A New Approach for Fighting Infectious Disease, Combining Game Theory and Network Theory
There is a categorically new way to fight disease, which could have a significant impact on not only COVID, but also future pandemics. Its origins come from math, game theory, and computer science. It's an app which is fundamentally different from every other app (and which resolves deep issues with "contact tracing apps").
Functionally, it gives you an anonymous radar that tells you how "far" away COVID has just struck. The twist is that "far" is quantified in terms of the network-theoretic distance in the repeated-close-contact network. Surprisingly, this small foundational change has powerful repercussions.
The simple idea flips the incentives.

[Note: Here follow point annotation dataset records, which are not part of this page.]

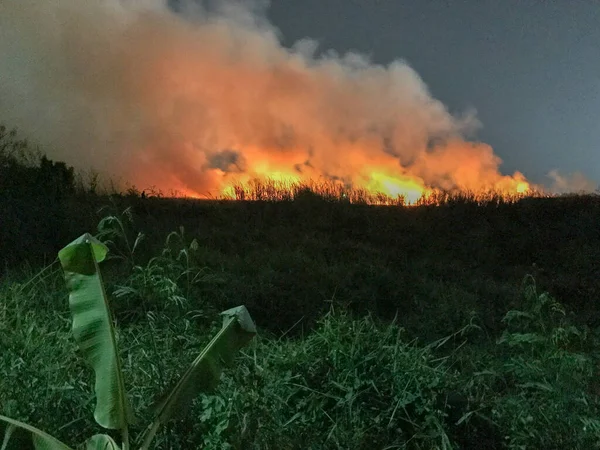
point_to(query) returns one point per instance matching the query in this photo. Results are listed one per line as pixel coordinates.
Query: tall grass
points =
(352, 381)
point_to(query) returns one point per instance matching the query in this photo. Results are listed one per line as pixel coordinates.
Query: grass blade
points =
(20, 435)
(101, 442)
(204, 373)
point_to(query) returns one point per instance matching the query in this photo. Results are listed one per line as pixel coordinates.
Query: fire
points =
(219, 107)
(410, 188)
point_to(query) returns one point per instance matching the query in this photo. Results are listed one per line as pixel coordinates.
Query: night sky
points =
(531, 69)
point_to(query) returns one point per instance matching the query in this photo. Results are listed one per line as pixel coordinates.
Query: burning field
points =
(203, 102)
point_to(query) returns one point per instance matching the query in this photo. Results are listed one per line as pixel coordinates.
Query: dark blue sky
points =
(530, 68)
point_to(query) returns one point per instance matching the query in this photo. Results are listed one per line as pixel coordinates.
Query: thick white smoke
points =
(189, 101)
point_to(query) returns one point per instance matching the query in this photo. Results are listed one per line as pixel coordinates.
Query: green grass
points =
(351, 302)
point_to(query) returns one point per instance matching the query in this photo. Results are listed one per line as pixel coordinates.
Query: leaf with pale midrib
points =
(93, 328)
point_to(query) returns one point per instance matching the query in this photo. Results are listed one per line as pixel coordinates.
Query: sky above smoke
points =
(195, 99)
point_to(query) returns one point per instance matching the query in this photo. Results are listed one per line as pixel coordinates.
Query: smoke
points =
(190, 101)
(574, 182)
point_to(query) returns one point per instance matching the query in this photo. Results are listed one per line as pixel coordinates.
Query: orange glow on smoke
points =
(208, 105)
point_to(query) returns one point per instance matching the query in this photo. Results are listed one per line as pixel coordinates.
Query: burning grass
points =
(333, 191)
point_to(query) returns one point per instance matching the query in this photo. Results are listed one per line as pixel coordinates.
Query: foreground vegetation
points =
(379, 327)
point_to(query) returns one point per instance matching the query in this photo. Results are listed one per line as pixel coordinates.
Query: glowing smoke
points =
(138, 91)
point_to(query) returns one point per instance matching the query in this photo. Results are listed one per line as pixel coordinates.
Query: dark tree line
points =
(34, 191)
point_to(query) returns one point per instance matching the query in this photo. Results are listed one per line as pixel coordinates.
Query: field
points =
(464, 325)
(379, 326)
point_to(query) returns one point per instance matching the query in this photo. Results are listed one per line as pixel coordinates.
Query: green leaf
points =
(205, 372)
(93, 328)
(101, 442)
(19, 435)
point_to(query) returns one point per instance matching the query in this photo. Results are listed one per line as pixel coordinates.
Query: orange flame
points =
(201, 106)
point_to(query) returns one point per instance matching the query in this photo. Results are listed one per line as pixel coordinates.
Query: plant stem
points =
(149, 435)
(125, 438)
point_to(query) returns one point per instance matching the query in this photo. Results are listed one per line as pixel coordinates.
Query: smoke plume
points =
(193, 101)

Existing approaches told the user after they were exposed, asking them to take actions to protect everyone else from their potential infection. This new tool lets you see disease striking from afar in your physical interaction network before you are directly exposed, so that you can avoid getting infected in the first place. This uniquely aligns incentives so that even selfish behavior contributes to societal pandemic control.

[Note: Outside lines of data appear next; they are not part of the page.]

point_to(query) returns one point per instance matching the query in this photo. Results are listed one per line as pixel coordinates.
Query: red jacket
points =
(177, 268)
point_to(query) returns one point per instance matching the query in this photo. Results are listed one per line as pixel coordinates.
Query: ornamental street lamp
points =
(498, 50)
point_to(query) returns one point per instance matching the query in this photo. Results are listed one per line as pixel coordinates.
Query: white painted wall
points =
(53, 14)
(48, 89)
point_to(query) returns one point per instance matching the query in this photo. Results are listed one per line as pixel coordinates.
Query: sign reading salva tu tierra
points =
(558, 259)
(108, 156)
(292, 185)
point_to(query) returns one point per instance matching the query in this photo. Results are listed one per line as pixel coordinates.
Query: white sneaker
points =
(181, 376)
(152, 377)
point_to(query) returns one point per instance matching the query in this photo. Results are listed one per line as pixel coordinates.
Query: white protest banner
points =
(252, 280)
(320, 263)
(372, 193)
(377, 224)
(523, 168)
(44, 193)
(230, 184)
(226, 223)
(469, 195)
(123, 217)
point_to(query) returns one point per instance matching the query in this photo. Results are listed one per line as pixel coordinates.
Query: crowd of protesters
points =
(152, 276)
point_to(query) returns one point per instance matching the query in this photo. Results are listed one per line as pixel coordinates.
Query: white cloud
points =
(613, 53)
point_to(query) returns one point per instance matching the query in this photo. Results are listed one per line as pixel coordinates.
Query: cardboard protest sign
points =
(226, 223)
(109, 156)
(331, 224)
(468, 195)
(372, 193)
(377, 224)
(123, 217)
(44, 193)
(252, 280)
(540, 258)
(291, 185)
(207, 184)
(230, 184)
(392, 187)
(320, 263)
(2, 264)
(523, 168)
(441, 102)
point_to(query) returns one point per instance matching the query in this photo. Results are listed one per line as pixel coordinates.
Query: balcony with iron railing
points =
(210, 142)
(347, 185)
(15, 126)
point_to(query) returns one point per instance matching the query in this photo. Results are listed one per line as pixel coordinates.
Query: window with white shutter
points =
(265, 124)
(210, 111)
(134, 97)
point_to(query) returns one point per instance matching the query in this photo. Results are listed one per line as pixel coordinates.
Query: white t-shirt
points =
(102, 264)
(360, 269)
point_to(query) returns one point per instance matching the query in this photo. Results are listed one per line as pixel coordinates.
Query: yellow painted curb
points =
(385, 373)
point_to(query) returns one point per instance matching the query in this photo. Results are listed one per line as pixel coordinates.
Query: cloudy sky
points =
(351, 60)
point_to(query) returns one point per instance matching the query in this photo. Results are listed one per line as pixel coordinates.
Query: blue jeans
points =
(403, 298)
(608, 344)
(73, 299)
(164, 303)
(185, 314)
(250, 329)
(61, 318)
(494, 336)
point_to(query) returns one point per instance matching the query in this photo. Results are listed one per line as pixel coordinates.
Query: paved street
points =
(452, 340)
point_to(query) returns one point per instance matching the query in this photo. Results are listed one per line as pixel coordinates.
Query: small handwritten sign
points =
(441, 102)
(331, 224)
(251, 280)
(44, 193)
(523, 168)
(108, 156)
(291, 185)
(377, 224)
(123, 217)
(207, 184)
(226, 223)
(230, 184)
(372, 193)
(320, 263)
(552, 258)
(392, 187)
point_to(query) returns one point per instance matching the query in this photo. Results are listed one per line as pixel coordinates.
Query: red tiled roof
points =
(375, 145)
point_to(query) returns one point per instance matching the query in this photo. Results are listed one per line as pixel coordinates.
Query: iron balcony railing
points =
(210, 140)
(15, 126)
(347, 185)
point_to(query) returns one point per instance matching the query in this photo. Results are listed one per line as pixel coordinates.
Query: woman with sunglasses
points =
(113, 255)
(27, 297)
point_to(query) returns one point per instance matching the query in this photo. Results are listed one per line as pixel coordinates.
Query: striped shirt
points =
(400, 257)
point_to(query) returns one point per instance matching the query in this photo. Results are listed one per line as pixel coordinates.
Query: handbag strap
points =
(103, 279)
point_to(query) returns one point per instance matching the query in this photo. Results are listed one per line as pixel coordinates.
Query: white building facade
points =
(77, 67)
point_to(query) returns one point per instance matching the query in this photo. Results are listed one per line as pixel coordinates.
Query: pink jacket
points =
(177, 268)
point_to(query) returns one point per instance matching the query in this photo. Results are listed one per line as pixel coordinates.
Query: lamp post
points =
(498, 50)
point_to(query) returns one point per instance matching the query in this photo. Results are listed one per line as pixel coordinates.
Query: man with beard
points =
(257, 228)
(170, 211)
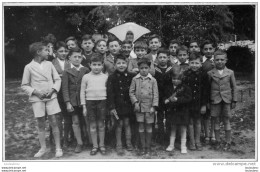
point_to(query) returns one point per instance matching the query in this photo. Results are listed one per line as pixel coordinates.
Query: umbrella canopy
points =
(121, 30)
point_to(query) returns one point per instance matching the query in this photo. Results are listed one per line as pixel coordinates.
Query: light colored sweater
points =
(93, 87)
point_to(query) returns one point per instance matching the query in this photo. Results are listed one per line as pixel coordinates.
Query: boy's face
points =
(43, 53)
(182, 56)
(126, 49)
(87, 45)
(96, 67)
(154, 44)
(140, 52)
(76, 59)
(114, 47)
(195, 64)
(208, 50)
(173, 47)
(176, 81)
(162, 59)
(121, 65)
(194, 47)
(220, 61)
(129, 36)
(61, 53)
(50, 47)
(144, 69)
(102, 47)
(71, 44)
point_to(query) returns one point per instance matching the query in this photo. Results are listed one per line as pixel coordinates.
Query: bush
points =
(240, 59)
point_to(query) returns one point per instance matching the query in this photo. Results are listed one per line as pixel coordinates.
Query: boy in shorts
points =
(144, 96)
(222, 96)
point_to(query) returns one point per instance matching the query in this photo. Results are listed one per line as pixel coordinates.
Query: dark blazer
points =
(57, 66)
(109, 64)
(177, 113)
(118, 86)
(71, 82)
(223, 87)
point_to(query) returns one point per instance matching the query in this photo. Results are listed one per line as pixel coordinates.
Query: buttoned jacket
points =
(145, 92)
(223, 87)
(71, 84)
(42, 79)
(118, 86)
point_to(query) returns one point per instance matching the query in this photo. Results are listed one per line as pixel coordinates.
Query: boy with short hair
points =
(208, 49)
(93, 97)
(222, 96)
(154, 43)
(114, 48)
(197, 80)
(87, 44)
(71, 92)
(173, 46)
(126, 49)
(42, 82)
(194, 46)
(183, 54)
(71, 42)
(144, 96)
(140, 49)
(161, 70)
(119, 101)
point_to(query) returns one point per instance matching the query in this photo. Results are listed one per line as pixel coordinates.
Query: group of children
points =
(83, 89)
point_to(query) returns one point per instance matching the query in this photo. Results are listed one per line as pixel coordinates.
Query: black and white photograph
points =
(129, 82)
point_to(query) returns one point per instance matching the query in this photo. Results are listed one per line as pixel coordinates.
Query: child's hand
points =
(84, 110)
(39, 94)
(137, 107)
(49, 94)
(203, 109)
(233, 105)
(135, 70)
(69, 107)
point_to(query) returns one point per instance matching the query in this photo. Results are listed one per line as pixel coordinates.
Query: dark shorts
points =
(96, 110)
(220, 109)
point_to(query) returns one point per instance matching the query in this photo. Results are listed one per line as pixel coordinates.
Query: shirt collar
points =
(72, 66)
(148, 76)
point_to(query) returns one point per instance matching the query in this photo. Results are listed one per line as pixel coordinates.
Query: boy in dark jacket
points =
(197, 80)
(119, 102)
(162, 69)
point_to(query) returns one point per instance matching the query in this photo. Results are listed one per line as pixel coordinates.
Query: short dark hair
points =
(36, 46)
(195, 56)
(154, 36)
(174, 41)
(127, 42)
(220, 52)
(74, 50)
(97, 57)
(121, 57)
(98, 41)
(194, 40)
(60, 44)
(182, 48)
(140, 44)
(177, 72)
(112, 40)
(71, 38)
(50, 38)
(164, 51)
(87, 37)
(144, 60)
(208, 42)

Po-Shen Loh is a math professor at Carnegie Mellon University, and the national coach of the USA International Mathematical Olympiad team. His research considers a variety of questions that lie at the intersection of combinatorics, network theory, probability, and computer science, and his academic work has been recognized by the USA Presidential Early Career Award for Scientists and Engineers. He also dabbles in social entrepreneurship, previously founding the free math and science education platform expii.com which sees 500,000 visitors each month, and he has featured in or co-created videos totaling 10 million YouTube views. Upon the outbreak of COVID, he turned his mathematical attention to create NOVID, the first app to introduce the fundamentally different "radar" paradigm for pandemic control.